3.1-R4 Multiple pointing centers for mosaics must be supported.
3.1-R5 Multiple subarrays must be supported.
3.1-R6 Data taken in arbitrary scanning patterns must be dealt with.
3.1-R7 The flagging mask must be maintained and associated with the
data it refers to during any subsequent operations (such as
splitting of data sets).
3.1-R8 Calibration and ancillary monitoring data must be preserved
3.1-R9 Comprehensive and understandable processing history information
for the data must be maintained and be exportable.
3.1-R10 Distinctions between "single-source", "multi-source",
single-dish, and interferometer datasets should be avoided
with context built into the dataset or header.
3.1-R11 When sorting or indexing is desirable for performance
enhancement, this should be carried out in a manner
transparent to the user.
3.1-R12 Concatenation of datasets should be straightforward and
robust. Extraction and reinsertion of data subsets
should be supported.
3.1-R13 Users should have access (at the manipulation level) to all
aspects of the data including the header.
3.1-R14 The package must support locking data files so that there
is no possibility of one process corrupting a file that
is also being written to by another process. The model
should be: "one writer, multiple readers."
3.2 Data import and export
3.2-R1 Standard data formats (e.g. FITS) must be supported for both
input and output without loss of functionality or information,
though need not be the native format for both the package and
archive. The project will maintain a list of formats which the
package must support.
3.2-R2 Access to the archive must be supported, including for data
from the currently active observing session. Security and
integrity of the archive must be ensured during these
operations.
3.2-R3 Disk and offline data storage (e.g. DAT, DDS, DLT) must be
supported. The project will maintain a list of media which
the package must support.
3.2-R4 The ability to drop flagged data on export should be
included.
3.3 I/O speed and efficiency
3.3-R1 I/O of data must not be a bottleneck for processing, especially
for pipeline use.

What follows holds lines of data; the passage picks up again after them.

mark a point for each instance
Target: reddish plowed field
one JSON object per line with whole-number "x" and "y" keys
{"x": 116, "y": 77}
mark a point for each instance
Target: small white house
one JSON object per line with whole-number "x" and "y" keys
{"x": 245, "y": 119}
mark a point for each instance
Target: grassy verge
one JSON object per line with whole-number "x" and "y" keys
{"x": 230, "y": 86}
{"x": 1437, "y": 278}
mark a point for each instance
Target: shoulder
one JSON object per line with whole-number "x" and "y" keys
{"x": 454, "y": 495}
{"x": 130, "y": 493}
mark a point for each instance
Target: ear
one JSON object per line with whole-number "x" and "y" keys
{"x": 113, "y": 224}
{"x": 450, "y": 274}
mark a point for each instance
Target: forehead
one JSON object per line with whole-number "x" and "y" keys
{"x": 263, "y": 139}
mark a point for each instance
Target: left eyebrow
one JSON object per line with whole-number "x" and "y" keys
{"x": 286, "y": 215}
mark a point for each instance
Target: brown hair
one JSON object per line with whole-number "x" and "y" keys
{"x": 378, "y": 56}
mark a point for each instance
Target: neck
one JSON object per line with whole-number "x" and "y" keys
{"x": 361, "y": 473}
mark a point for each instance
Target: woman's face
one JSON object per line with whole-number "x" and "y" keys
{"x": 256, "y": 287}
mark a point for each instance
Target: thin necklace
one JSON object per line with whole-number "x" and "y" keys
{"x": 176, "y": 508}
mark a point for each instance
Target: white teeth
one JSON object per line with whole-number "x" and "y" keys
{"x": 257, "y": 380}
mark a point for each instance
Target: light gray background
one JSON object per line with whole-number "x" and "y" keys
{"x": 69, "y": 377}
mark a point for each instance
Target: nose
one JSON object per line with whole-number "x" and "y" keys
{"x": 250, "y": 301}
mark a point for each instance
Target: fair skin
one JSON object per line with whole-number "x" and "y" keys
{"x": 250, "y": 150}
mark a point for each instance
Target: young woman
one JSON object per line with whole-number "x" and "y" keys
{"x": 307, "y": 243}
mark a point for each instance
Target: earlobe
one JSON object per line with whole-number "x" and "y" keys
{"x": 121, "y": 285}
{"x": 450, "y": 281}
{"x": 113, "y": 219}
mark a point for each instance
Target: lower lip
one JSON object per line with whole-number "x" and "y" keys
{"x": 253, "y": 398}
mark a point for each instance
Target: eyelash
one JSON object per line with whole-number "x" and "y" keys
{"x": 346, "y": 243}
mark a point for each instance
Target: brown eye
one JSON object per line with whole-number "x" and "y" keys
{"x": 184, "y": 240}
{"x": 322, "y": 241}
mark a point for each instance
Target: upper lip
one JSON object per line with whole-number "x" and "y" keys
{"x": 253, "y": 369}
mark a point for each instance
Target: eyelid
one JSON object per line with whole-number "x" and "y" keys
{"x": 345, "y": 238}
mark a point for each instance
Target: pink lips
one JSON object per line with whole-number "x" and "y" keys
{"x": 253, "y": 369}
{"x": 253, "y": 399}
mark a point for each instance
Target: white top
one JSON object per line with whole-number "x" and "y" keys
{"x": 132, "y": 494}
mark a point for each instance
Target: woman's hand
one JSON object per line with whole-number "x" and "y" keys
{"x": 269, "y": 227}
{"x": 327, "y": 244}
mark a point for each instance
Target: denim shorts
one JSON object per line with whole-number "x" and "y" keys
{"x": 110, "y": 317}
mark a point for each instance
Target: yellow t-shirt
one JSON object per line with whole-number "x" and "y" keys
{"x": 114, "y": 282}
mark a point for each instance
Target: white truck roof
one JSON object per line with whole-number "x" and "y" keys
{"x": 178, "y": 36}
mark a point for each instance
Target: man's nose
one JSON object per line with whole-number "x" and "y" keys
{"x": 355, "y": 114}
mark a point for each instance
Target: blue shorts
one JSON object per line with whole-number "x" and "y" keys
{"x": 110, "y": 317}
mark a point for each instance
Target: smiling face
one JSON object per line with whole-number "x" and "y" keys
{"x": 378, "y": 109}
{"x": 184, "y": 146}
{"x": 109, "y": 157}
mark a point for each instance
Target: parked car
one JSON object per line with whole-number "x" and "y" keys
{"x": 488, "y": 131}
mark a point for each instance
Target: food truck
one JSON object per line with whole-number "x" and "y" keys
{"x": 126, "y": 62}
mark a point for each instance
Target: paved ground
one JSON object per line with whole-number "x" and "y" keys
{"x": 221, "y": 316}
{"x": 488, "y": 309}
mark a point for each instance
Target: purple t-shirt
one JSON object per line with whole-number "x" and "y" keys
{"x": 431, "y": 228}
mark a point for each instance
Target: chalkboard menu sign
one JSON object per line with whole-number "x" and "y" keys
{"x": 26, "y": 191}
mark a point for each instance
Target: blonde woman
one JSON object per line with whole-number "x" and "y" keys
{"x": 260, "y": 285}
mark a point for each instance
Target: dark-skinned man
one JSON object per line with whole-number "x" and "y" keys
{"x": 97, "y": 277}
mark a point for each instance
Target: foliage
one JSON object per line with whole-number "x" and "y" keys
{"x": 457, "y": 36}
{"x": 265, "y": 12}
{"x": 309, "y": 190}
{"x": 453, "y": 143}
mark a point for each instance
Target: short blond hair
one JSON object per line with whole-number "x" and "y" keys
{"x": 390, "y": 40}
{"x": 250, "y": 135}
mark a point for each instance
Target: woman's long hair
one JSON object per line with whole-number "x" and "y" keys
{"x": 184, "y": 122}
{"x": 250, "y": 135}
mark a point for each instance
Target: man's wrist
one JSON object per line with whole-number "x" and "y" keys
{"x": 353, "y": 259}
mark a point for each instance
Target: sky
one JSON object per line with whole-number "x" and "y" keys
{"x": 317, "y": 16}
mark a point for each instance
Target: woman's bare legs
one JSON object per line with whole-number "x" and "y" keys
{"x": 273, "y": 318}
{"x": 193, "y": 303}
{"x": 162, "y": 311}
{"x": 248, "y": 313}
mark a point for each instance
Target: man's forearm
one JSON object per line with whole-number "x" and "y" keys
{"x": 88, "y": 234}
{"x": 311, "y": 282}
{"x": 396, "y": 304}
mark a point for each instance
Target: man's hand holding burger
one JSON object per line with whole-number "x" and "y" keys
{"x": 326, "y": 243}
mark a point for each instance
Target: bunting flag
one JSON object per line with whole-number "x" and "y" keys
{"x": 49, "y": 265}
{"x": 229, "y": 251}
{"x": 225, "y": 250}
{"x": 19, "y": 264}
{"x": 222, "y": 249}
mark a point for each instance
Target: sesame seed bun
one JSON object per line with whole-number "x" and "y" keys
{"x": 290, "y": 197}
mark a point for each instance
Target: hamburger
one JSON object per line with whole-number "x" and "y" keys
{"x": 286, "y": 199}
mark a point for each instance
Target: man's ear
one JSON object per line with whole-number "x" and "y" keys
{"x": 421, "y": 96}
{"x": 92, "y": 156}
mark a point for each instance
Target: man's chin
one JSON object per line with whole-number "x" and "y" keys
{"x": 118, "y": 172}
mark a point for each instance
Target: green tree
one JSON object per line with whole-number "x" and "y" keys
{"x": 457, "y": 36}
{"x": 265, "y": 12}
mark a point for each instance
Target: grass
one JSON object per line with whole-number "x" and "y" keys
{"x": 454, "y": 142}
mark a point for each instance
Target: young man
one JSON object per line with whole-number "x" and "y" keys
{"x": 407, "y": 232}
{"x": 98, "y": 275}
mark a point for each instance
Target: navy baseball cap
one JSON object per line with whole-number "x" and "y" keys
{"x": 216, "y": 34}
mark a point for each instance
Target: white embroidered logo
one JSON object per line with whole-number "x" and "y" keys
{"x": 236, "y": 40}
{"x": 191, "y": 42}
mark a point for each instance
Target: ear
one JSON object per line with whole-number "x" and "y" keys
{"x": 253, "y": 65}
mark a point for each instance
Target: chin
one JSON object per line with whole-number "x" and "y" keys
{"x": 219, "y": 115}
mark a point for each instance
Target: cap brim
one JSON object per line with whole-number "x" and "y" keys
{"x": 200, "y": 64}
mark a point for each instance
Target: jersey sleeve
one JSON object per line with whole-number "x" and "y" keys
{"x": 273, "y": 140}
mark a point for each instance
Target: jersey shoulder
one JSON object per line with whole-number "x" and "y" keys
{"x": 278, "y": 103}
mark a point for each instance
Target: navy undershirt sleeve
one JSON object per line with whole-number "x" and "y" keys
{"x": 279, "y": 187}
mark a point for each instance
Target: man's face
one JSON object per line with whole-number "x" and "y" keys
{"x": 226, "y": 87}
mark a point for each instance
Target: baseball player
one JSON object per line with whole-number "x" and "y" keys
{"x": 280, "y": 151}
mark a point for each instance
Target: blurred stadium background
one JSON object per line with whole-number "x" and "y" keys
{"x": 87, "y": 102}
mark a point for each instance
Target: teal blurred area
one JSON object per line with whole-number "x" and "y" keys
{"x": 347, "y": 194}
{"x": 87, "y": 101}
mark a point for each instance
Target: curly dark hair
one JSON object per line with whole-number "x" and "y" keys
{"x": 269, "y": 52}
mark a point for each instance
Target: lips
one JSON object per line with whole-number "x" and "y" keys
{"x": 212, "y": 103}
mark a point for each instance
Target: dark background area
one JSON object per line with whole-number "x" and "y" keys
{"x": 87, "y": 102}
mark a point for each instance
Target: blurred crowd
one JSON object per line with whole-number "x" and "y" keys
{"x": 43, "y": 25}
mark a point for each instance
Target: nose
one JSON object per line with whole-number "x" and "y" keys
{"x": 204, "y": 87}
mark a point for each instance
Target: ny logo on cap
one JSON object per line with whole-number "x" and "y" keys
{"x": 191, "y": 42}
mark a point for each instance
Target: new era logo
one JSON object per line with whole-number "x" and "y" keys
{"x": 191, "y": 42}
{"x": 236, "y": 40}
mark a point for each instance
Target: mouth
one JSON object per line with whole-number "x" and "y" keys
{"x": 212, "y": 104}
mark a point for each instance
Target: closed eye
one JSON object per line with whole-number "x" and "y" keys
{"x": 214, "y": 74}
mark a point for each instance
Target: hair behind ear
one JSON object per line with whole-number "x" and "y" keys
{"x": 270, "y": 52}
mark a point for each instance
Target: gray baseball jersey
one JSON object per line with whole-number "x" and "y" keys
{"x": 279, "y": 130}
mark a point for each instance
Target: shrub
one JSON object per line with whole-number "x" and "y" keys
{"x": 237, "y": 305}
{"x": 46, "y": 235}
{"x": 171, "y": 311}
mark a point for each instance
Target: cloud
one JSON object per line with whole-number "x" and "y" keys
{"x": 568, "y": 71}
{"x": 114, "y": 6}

The definition of what constitutes a
"bottleneck" and what I/O throughput rate is acceptable must
be defined at each stage of ALMA operations (e.g. interim
science, full stand-alone ALMA, ALMA + ACA) and in each mode
(e.g. quick-look pipeline, offline use).
Comment: This is especially true if the native format
of the package is not used and filling/conversion is necessary.
For offline use, the intention is that users not be
faced with I/O operations that are way out of line with the
fastest equivalent times that could reasonably be achieved
with software development.
3.4 ALMA interferometer data
3.4-R1 Correlation products accumulated at multiple bit depths
(16-bit,32-bit) must be supported transparently
3.4-R2 On-line gain correction data must be carried along with
data
3.4-R3 Calibration tables and editing information must be associated
with the data and preserved on output
3.5 ALMA single dish and interferometer phased-array data
3.5-R1 Data taken with nodding secondary must be supported, as
a function of nodding phase
3.5-R2 Total power and phased array data sequences with scanning
pattern preserved
3.6 Images and other Data Products
3.6-R1 Standard multi-dimensional images must be supported, such as:
R1.1 Spectra and image slices (1D)
R1.2 Planar images (2D)
R1.3 Spectral and Time Cubes (3D)
3.6-R2 Standard derived data products must be supported, such as:
R2.1 Models (e.g. CLEAN models, Gaussian models, wavelets,
pixons)
3.6-R3 Blanking of pixels (magic-value) must be maintained through
the processing of images.
3.7 Foreign data
3.7-R1 Data produced by other interferometers and single dishes in
similar observing modes should be importable and processable
if provided in a standard data exchange format.
3.7-R2 Imaging data in standard formats (e.g. FITS) from astronomical
instruments at different wavelengths should be importable,
with the ability to combine (coadd) these with ALMA data where
appropriate. This should be through a set of widely used
formats, with a minimal list of supported standards
established by the project.
3.8 Interaction with the Archive
3.8-R1 The interface between the package and archive must be able to
provide data access (when such access is granted)
without interfering with other access to the archive.
3.8-R2 Products of imaging and data analysis should be able to be
archived in association with the data if desired. This means
output formats supported by the archive must be supported
by the package.
OL-4.0 Calibration and Editing
4.1 General calibration and editing requirements
4.1-R1 The package must be able reliably handle all designated ALMA
standard calibration modes, including but not exclusive
to temperature controlled loads, semi-transparent vanes,
apex calibration systems, WVR data, noise injection,
fast-switching calibration transfer, planetary observations.
4.1-R2 Calibration, editing, flagging, and correction of data in
the off-line and pipeline package should be easily reversible
within the process (ie. not requiring re-reading of the data
from the archive). Logging of individual editing steps should
be clearly marked in some sort of history table (possibly
distinct from a more readable history) with individual edits
undo-able.
4.1-R3 Data display and editing should be effected through generic
tools applicable to both single-dish and interferometer modes.
These should present should, as far as possible, present
similar interfaces to the user and have the same look-and-feel.
4.1-R4 Data editing and flagging should be possible based upon
array and environmental monitoring data.
4.1-R5 Data calibration, correction and flagging should be possible
based upon standard or user-defined models in either functional
or tabular form.
4.1-R6 Calibration should involve flexible averaging of data and
calibration quantities with user-controllable interpolation,
filtering, weighting, and application scope.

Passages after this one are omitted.